If you have ever had a 15-year-old child before, you know your weekends are spent running errands just to give your child practice behind the wheel of the car. We have to log 60 hours of driving time before our daughter receives her license, so we are letting her play “chauffer” whenever we have the time. She is considerably better at it then she was a couple of months ago, so it’s easier now to look around at the scenery rather than concentrate on her skills.
This weekend we drove by an old Blockbuster store, and I started thinking about the change in the video industry. I remember a time when the big thing was to run up to the video store to get a movie for the weekend. That slowly morphed into Netflix, which gave you more convenience of getting your movies and dropping them off, but still didn’t solve the problem of getting the movie you wanted, when you wanted it. Change that today, and you can stream any video you want, anywhere you want. From mobile devices, Smart technology, and even your Google tv, you can have instant access whenever you want it. Which of course has caused old relics like Blockbuster to file for bankruptcy.
And of course industry change doesn’t end there. Look at landline telephones. More and more people are abandoning their traditional landline phones in favor of cell phone only. You used to pick your phone company based on how much they charged for long distance; now you use cell phones with one payment plan for all of your long distance needs. And if you talk continuously with people from around the world, use VoIP or Skype, and connect via the Internet. You can talk anywhere, anytime for one low price.
Every single industry that has had major change over the last 20 years is due to technological advancements. And photography is right in there with them.

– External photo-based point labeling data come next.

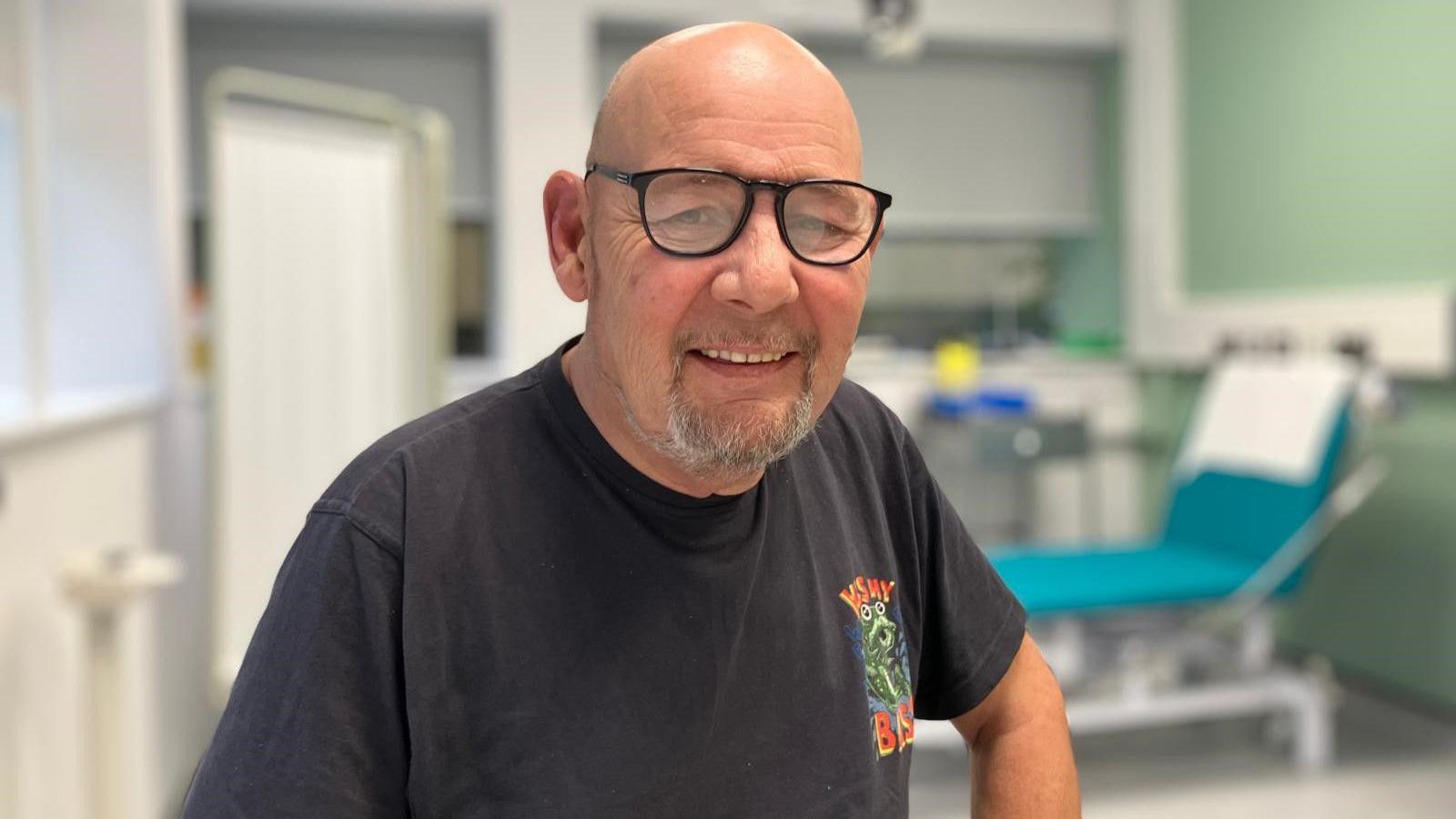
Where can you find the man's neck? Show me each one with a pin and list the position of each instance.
(604, 409)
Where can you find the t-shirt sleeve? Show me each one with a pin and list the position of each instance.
(973, 625)
(315, 723)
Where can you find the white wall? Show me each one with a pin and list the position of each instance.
(102, 252)
(92, 85)
(431, 65)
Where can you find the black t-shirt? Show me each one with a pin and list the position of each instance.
(492, 614)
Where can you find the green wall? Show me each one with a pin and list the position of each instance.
(1321, 150)
(1088, 293)
(1322, 142)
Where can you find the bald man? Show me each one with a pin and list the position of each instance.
(681, 567)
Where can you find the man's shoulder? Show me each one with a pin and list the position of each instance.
(376, 479)
(858, 414)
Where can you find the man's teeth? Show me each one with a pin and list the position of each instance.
(743, 358)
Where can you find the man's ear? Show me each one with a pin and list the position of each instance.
(564, 203)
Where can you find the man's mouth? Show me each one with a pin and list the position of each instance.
(743, 358)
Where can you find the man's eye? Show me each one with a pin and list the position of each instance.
(695, 217)
(817, 227)
(688, 217)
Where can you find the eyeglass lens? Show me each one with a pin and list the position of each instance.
(696, 213)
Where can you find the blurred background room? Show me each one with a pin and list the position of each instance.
(1168, 298)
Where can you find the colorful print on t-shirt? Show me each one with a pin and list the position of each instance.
(878, 642)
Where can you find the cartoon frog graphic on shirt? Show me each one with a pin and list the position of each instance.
(883, 671)
(878, 642)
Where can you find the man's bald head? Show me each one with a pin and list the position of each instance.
(720, 73)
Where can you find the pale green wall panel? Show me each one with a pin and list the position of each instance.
(1321, 142)
(1321, 150)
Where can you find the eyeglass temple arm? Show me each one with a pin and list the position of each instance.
(619, 175)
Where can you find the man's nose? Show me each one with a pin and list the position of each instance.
(759, 268)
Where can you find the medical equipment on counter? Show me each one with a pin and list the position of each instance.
(1139, 632)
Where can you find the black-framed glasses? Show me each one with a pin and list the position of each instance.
(698, 212)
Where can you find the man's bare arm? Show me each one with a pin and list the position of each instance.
(1021, 749)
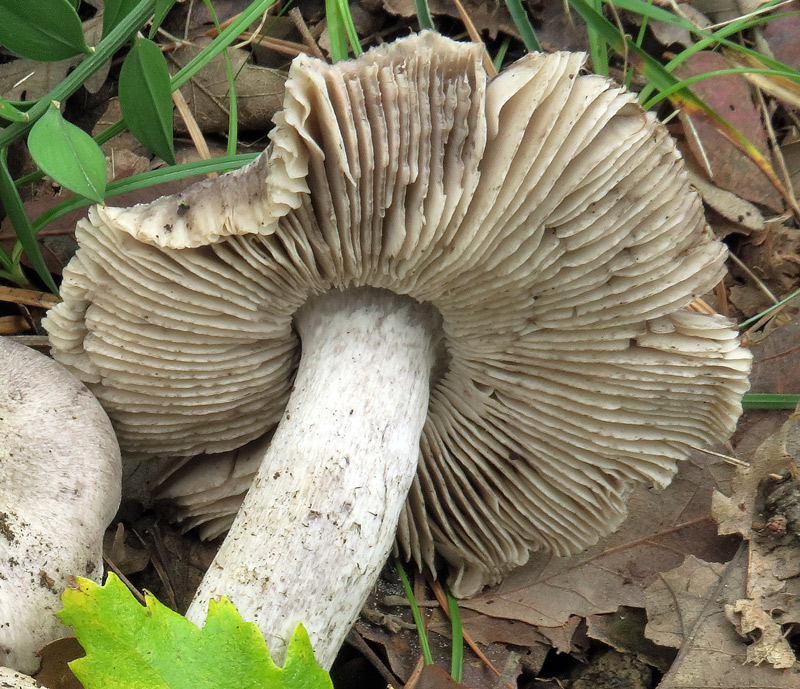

Go back 20 years, and you purchased a camera based on the lenses you chose to use. If you wanted to change your output, you invested in different types of film. Film is where the magic happened, and together with a great lens gave you a dynamic photograph. You had to rely on your expertise to create the perfect image within the camera, because you wouldn’t see the results until the final processing took place. But the magic occurred at inception – at the moment you pressed the trigger and captured the image.